I have a test macro with Prompt for User Input action. I can manually interact with the prompt using the keyboard. I can manually press tab, tab, down arrow with the keyboard and the prompt for user input would respond.
But I cannot interact with the prompt using Simulate Keystroke actions. How come?
You could do it, if you placed the pause and tab actions into a different macro. What you are currently thinking is that the "Prompt for User Input" action is asynchronous. It isn't asynchronous. That means it acts as a "Pause" until you press OK or Cancel. If you press Pause, it will continue with the actions below it. If you press Cancel, since the "Cancel Macro" is checked, it will stop running.
So you aren't actually prevented from doing what you want to do, as long as you do it in a second macro that's running concurrently (asynchronously) from the first macro. In fact, KM has a means for you to trigger a macro to run concurrently:
If you put this action before your Prompt for User action, and move the subsequent actions into a new macro that this action calls, it should work.
However I don't think your approach is probably the best approach. If you tell us why you are trying to do this, we might have a better solution for you.
@Airy's solution actually works really well. Just make a little Macro called something like "Default Choice" and put your keystrokes in that Macro.
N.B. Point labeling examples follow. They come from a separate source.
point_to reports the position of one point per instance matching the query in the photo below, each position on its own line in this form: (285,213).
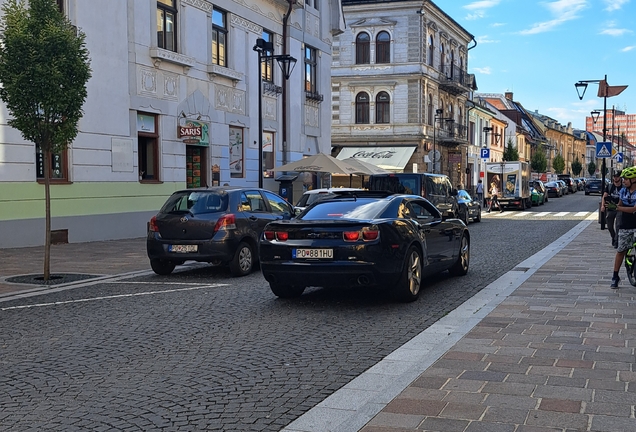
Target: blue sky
(539,49)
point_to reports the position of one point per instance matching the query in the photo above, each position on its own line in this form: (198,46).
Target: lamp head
(595,114)
(580,89)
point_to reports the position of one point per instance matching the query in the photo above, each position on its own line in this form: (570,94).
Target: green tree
(511,153)
(44,68)
(576,167)
(558,164)
(539,163)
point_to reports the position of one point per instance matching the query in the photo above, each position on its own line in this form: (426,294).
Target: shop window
(383,48)
(167,25)
(219,37)
(147,147)
(236,152)
(382,108)
(58,165)
(363,49)
(268,154)
(362,108)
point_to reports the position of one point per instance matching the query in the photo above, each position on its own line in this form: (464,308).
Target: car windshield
(359,209)
(195,202)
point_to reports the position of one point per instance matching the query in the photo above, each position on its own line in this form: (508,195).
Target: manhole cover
(54,279)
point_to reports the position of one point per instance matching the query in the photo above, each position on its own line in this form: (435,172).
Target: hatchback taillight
(276,235)
(152,225)
(226,222)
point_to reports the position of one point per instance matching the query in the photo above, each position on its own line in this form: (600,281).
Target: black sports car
(366,238)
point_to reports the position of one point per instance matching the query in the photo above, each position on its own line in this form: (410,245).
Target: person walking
(480,192)
(608,204)
(494,198)
(627,220)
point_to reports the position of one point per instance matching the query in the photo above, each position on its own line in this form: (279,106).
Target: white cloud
(484,39)
(485,71)
(613,5)
(483,4)
(475,16)
(564,10)
(615,32)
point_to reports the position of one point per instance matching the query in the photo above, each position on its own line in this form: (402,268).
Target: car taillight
(278,235)
(226,222)
(152,225)
(351,235)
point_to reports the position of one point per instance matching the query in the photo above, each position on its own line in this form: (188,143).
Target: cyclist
(627,222)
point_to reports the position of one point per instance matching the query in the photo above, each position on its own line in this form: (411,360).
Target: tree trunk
(47,204)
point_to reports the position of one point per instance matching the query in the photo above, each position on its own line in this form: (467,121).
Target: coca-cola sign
(385,154)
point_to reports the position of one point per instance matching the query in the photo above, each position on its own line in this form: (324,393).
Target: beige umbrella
(319,163)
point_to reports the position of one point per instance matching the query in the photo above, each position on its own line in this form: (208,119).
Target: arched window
(362,108)
(363,50)
(382,108)
(383,48)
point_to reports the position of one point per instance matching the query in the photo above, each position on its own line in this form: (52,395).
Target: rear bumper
(329,274)
(208,250)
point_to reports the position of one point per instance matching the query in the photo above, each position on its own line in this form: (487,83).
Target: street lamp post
(604,91)
(286,62)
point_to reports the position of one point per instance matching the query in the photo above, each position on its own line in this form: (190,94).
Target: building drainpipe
(284,94)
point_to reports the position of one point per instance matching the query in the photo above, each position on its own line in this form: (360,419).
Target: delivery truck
(513,183)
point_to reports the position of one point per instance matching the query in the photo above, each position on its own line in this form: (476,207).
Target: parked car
(593,186)
(219,225)
(569,182)
(554,189)
(372,238)
(468,207)
(538,198)
(436,188)
(564,187)
(310,196)
(540,186)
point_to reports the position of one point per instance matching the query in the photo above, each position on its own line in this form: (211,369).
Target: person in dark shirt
(627,220)
(608,204)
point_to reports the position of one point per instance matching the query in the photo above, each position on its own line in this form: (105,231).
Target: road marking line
(112,297)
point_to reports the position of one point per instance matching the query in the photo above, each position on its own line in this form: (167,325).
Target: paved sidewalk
(556,353)
(95,258)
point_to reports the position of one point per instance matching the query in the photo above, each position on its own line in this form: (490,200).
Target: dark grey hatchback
(219,225)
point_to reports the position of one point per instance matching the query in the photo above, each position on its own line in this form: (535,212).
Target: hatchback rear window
(195,203)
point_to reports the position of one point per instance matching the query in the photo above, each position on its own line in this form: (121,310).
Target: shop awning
(388,158)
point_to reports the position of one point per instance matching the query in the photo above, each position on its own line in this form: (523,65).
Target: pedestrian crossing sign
(603,149)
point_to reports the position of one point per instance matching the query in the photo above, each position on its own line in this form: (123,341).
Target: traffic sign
(603,149)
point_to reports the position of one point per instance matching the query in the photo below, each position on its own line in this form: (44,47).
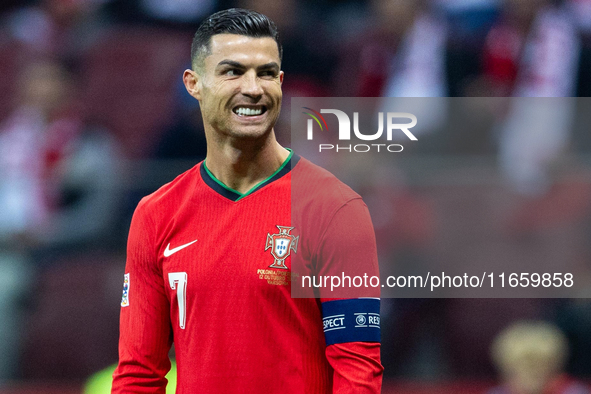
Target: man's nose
(251,85)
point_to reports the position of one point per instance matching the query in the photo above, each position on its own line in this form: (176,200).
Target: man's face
(239,86)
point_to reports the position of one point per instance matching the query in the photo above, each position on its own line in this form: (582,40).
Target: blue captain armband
(351,320)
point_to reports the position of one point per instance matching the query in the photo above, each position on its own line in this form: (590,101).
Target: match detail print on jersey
(125,297)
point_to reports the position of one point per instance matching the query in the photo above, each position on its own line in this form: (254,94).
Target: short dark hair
(232,21)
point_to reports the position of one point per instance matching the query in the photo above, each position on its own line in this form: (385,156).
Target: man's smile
(249,110)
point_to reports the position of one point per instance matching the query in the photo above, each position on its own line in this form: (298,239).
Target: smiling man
(210,255)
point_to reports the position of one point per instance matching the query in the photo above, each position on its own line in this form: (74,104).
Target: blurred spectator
(402,54)
(56,27)
(57,181)
(532,51)
(530,357)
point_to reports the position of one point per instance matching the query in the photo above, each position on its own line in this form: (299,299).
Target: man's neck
(243,165)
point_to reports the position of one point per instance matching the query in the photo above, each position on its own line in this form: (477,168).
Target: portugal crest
(281,245)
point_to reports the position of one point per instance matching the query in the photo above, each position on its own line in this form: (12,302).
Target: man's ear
(191,81)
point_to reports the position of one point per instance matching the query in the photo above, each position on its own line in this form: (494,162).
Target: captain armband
(351,320)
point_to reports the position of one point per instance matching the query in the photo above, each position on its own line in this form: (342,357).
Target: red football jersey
(210,269)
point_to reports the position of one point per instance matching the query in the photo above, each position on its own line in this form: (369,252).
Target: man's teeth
(249,111)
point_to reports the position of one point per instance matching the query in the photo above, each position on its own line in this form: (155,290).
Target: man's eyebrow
(231,63)
(272,65)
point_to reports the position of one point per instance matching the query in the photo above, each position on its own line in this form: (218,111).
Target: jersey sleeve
(145,327)
(348,249)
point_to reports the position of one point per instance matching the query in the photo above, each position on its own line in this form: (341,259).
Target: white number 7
(178,282)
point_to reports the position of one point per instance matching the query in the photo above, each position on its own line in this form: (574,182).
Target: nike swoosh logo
(169,252)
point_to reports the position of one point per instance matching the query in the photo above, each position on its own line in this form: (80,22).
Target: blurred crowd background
(93,116)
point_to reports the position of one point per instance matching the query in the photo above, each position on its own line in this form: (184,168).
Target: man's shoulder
(311,181)
(172,192)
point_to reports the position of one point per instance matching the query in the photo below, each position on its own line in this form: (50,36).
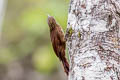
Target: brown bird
(58,42)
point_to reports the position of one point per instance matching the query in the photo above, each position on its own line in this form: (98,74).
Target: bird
(58,42)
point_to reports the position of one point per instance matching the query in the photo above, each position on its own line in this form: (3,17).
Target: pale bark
(2,13)
(93,39)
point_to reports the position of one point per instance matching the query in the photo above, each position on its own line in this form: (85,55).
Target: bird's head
(51,22)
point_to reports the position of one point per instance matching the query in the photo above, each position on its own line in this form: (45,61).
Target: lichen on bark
(96,54)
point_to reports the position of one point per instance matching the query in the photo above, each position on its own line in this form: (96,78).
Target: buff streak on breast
(58,42)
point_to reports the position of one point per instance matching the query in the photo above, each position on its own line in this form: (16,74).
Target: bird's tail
(65,65)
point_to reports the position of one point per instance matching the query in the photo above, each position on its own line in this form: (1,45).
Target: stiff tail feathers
(66,65)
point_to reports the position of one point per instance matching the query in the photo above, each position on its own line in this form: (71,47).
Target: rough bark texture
(2,10)
(93,39)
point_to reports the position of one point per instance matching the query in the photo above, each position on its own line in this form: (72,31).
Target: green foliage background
(25,31)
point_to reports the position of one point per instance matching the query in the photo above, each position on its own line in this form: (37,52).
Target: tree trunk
(2,10)
(93,39)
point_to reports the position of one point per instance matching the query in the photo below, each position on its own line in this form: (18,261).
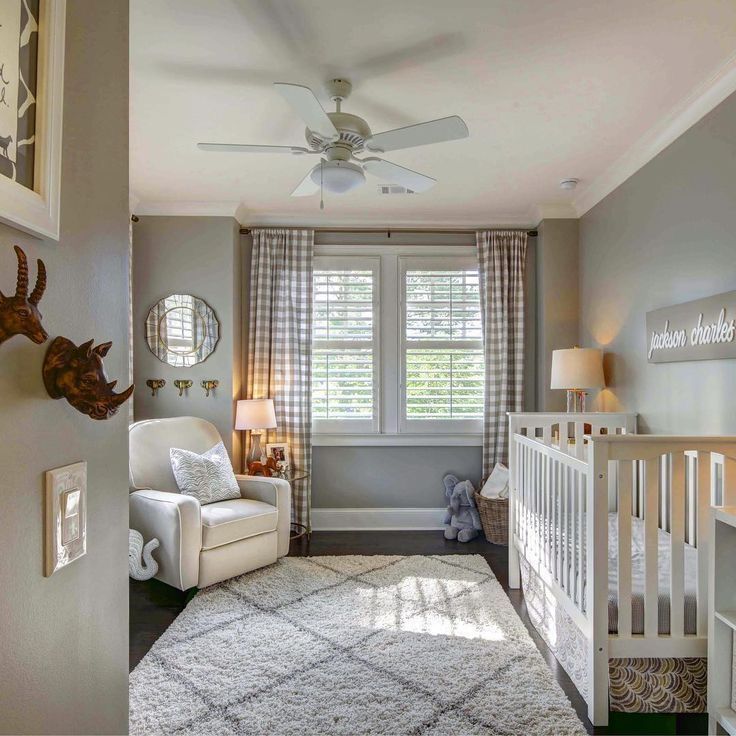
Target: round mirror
(182,330)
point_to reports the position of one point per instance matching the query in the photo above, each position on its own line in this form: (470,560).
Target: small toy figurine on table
(267,469)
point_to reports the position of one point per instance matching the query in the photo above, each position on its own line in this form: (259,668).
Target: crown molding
(187,209)
(253,220)
(693,108)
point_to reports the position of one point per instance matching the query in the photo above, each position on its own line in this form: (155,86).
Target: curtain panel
(501,259)
(280,344)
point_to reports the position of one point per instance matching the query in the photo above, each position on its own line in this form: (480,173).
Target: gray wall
(64,642)
(386,477)
(665,236)
(557,302)
(200,256)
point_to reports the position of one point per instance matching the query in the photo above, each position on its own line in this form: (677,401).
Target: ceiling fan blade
(421,134)
(306,186)
(245,148)
(398,174)
(307,106)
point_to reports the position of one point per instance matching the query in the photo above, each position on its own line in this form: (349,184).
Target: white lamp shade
(255,414)
(577,368)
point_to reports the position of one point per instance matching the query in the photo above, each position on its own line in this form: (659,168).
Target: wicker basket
(494,515)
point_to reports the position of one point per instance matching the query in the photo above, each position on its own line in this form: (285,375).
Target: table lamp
(576,369)
(255,414)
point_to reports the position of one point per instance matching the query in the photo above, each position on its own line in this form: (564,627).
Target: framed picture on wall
(31,91)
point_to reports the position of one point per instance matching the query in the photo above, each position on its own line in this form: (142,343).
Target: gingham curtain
(280,343)
(501,258)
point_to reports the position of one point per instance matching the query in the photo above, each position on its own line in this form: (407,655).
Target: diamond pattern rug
(350,645)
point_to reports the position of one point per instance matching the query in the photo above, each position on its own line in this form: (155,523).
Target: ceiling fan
(338,136)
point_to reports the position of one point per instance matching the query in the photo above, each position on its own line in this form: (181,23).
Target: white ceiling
(573,88)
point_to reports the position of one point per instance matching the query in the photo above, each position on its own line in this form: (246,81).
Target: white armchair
(202,545)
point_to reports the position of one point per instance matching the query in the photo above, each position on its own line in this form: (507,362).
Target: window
(397,359)
(344,349)
(442,346)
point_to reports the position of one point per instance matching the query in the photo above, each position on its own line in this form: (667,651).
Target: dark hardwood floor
(154,605)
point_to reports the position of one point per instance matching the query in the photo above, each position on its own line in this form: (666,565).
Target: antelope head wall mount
(78,375)
(19,314)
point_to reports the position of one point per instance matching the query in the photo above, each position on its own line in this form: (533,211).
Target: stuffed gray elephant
(462,521)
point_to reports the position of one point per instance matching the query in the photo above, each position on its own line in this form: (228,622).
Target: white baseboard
(385,519)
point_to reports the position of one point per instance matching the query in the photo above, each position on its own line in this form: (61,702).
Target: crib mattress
(637,580)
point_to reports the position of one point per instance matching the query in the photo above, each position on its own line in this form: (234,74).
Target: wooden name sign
(701,330)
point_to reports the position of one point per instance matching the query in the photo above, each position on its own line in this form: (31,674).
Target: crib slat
(704,502)
(579,443)
(556,521)
(546,509)
(547,434)
(651,529)
(676,497)
(563,530)
(525,493)
(581,526)
(625,479)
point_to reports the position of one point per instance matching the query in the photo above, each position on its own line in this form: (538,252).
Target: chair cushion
(208,477)
(228,521)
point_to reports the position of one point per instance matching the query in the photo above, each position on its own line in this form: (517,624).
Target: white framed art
(31,107)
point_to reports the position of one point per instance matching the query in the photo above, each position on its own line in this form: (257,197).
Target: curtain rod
(389,230)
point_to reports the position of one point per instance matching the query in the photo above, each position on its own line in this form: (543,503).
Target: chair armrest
(277,492)
(175,520)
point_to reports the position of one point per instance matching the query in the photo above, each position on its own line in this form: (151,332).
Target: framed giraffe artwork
(31,105)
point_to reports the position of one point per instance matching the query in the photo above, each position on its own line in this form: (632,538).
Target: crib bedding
(637,580)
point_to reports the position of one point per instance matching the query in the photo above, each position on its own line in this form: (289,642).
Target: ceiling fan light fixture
(338,177)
Invoke that Macro Asynchronously just before your Prompt.
Another approach would be to change the order of the Variables in the Prompt so that your preferred choice is the first one which is the one automatically selected.
Thanks @Zabobon, I just tried @Airy's solution and it works very well.
However, when I tried the 2nd solution of putting the Date Type variable first, the Prompt for User Input popup does not auto select the first variable, "Date Type". I wanted to give this solution a try because it's a simpler solution that does not require another macro.
The input box will always get focus first; there's no setting you can use to change that (as far as I know; didn't mean to sound so definitive!), so a second macro would appear to be what you need to use.